[Date Prev][Date Next][Thread Prev][Thread Next][Date Index][Thread Index]
Re: Parser Problems
Hi Tom,
> I have tried 37 and 1208 as the third parm to http_parse_xml_string with the
> same results. I haven't used 1252. Ultimately, I would like the parser to
> swallow it but, if it would return it without error, possibly I could %xlate
> or %subst it out??
Okay, sure... you can do that... I'll go into more detail in a moment.
but, first...
> Logon info is: CallerID: XXXXXXXX, username: YYYYYYY,
> password: ZZZZZZZZ.
Ooops! Didn't you say you were going to send this to me privately? It
appears you sent it to the public list...

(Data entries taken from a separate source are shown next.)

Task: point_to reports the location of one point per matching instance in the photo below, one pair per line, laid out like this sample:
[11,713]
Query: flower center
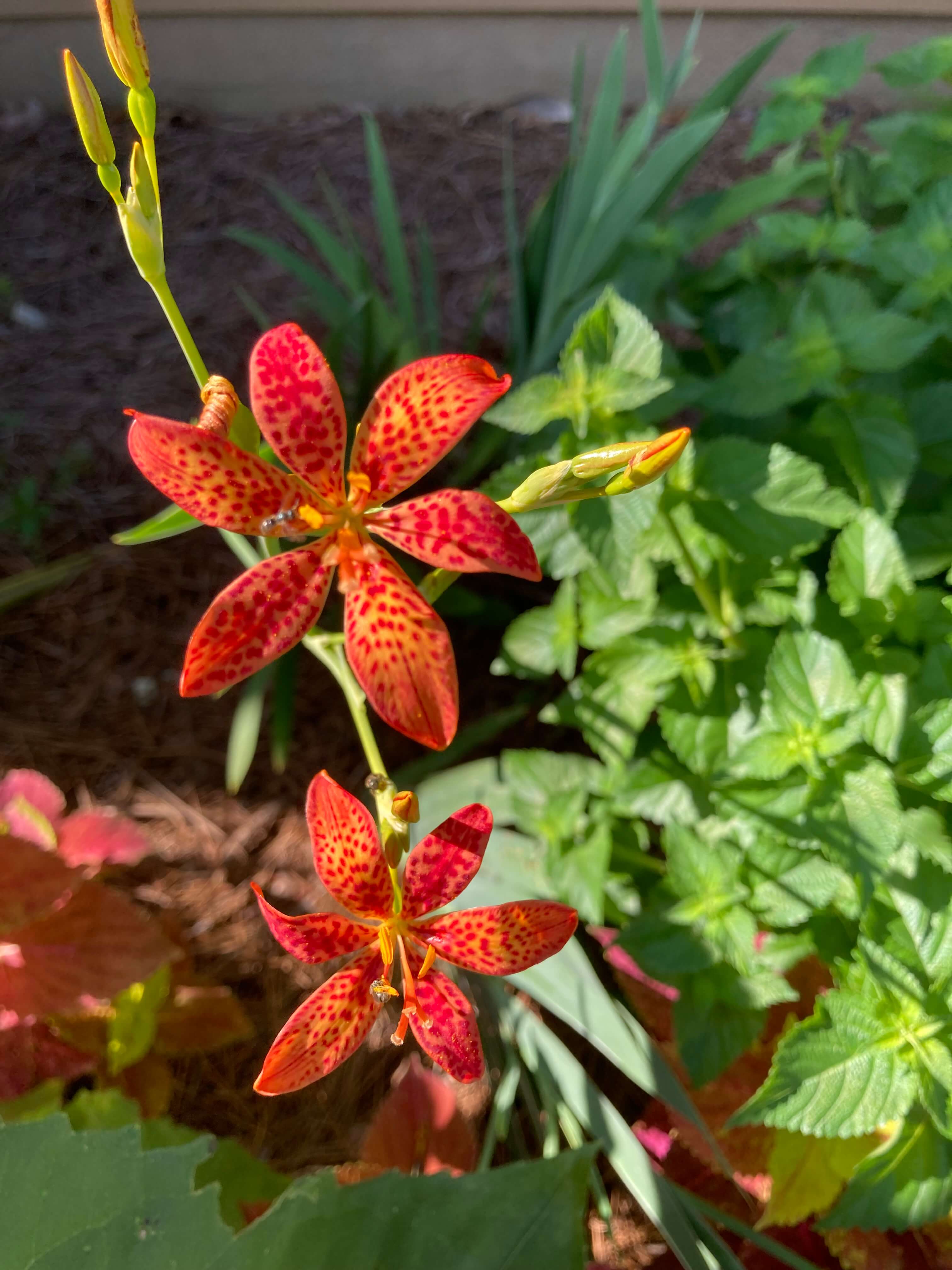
[390,936]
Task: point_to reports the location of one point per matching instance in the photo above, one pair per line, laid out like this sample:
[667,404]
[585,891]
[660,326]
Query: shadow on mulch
[69,661]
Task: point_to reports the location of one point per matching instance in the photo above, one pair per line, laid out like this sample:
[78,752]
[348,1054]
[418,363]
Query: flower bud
[89,113]
[405,807]
[140,219]
[653,461]
[124,41]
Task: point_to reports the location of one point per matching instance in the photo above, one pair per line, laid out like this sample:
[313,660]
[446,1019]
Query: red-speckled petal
[444,864]
[296,402]
[211,478]
[261,615]
[326,1030]
[454,1038]
[418,415]
[315,938]
[347,851]
[501,940]
[461,530]
[400,652]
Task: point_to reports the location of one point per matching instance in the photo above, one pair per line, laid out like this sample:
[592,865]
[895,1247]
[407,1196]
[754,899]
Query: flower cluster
[382,925]
[395,643]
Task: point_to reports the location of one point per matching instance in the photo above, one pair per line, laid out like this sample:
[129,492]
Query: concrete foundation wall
[253,64]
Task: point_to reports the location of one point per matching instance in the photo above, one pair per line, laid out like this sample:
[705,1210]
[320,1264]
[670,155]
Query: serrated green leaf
[907,1183]
[833,1076]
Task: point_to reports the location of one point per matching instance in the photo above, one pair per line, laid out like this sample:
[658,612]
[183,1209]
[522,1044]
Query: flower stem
[702,588]
[161,286]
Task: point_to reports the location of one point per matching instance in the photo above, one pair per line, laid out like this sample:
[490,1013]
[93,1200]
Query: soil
[88,673]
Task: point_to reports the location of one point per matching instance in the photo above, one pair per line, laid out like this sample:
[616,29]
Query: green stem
[702,588]
[182,333]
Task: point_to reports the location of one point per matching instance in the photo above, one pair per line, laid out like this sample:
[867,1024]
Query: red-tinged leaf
[261,615]
[347,851]
[96,945]
[31,806]
[326,1030]
[35,1053]
[501,940]
[418,415]
[101,838]
[296,402]
[211,478]
[150,1084]
[444,864]
[461,530]
[402,655]
[32,882]
[418,1127]
[315,938]
[454,1039]
[200,1020]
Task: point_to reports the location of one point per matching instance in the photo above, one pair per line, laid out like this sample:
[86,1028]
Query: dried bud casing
[89,113]
[220,403]
[405,807]
[124,41]
[654,461]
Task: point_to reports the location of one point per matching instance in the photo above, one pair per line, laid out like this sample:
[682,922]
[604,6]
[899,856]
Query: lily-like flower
[336,1019]
[397,644]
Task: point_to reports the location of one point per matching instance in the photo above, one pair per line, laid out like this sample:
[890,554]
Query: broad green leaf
[876,448]
[167,524]
[833,1075]
[545,641]
[118,1206]
[808,1174]
[867,564]
[885,698]
[907,1183]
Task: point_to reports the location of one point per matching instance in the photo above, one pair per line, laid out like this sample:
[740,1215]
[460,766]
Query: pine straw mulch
[70,660]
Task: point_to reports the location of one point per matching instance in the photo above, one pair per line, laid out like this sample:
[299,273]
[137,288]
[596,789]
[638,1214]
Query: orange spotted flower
[397,644]
[336,1019]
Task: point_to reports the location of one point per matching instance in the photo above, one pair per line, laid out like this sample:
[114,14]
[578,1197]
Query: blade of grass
[386,214]
[246,729]
[653,49]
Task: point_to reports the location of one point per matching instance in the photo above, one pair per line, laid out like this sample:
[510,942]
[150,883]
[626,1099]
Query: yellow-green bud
[655,459]
[89,113]
[140,219]
[405,807]
[124,41]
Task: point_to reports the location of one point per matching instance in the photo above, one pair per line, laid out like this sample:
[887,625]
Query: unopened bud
[654,461]
[89,113]
[140,219]
[405,807]
[124,41]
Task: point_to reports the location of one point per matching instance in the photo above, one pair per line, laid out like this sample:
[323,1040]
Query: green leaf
[532,406]
[167,524]
[907,1183]
[867,564]
[246,729]
[876,448]
[784,120]
[118,1206]
[135,1019]
[885,698]
[835,1076]
[545,641]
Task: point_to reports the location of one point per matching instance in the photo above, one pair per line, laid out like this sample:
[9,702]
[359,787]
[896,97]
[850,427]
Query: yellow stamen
[310,516]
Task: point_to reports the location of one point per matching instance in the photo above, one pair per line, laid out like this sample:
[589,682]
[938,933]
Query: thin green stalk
[702,588]
[182,333]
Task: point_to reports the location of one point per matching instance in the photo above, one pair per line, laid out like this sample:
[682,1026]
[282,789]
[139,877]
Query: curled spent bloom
[336,1019]
[397,644]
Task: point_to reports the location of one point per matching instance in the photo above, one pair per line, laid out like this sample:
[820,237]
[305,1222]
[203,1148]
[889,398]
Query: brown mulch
[73,665]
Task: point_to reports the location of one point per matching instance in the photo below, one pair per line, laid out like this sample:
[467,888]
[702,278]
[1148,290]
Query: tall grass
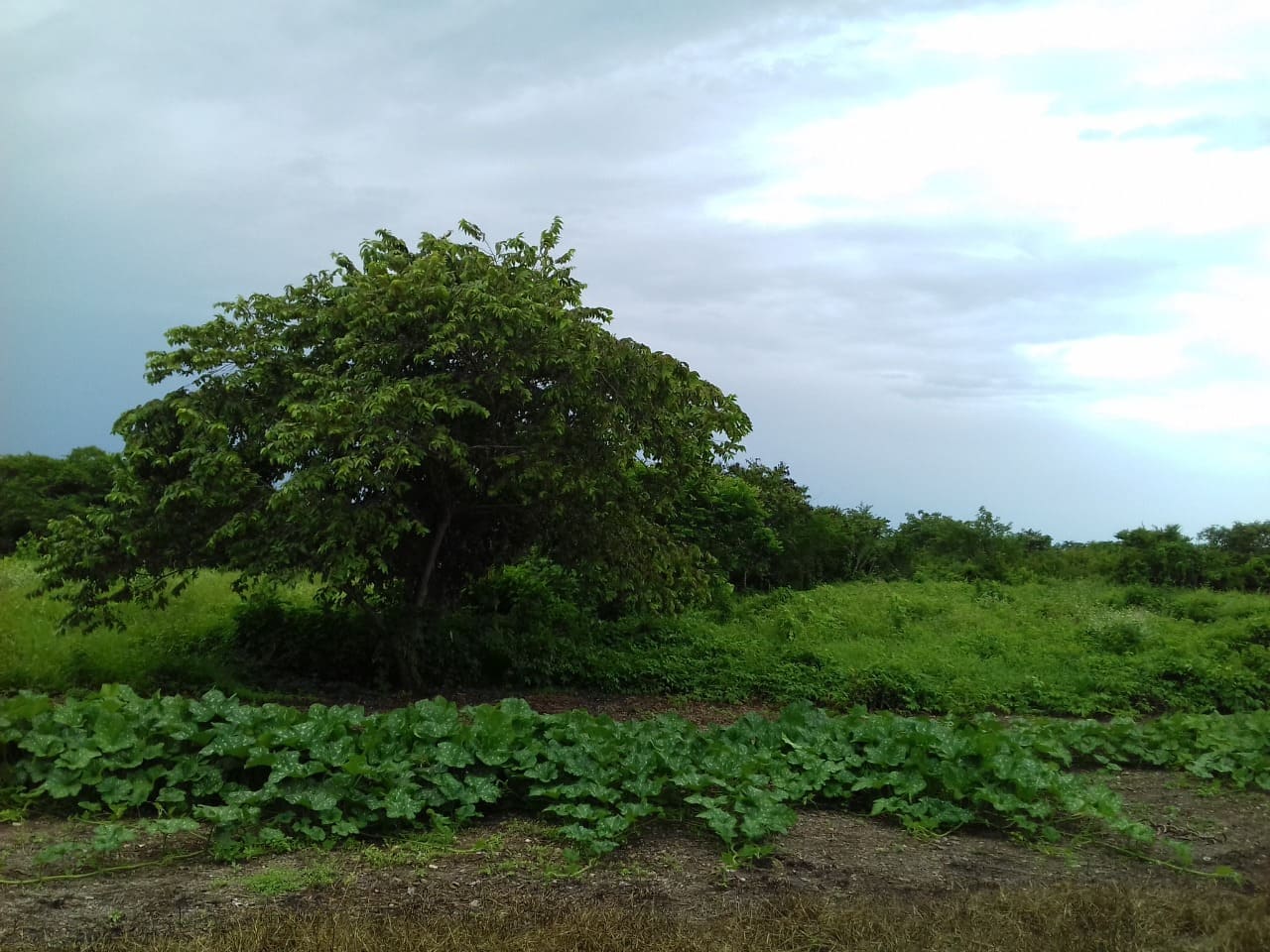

I've scrubbed the password from the public archives of the list, and
from the quoted text in my reply (above). But there's nothing I can do
about the e-mails that have been sent to the subscribers of this mailing
list. You may want to change the password.
> Scan the document for<Allotment id="3678"> and then
> <ShortDescription>"Children under 16 years stay free when sharing the same
> cabin/site with paying adults</ShortDescription> follows shortly after.
> Everything parses fine up to this point.
Okay. The situation is apparently not as simple as this? I tried
downloading and parsing your XML, but do not get a parser error, and the
result is apparently valid UTF-8.
But, there seem to be some extra steps happening.... so.. I'm trying to
recreate your problem, but bear in mind that I've never seen your code.
I don't actually know what you are doing! I thought this was a simple
situation where I could retrieve an XML document, and it'd have a bad
character. Apparently there's more to it than that.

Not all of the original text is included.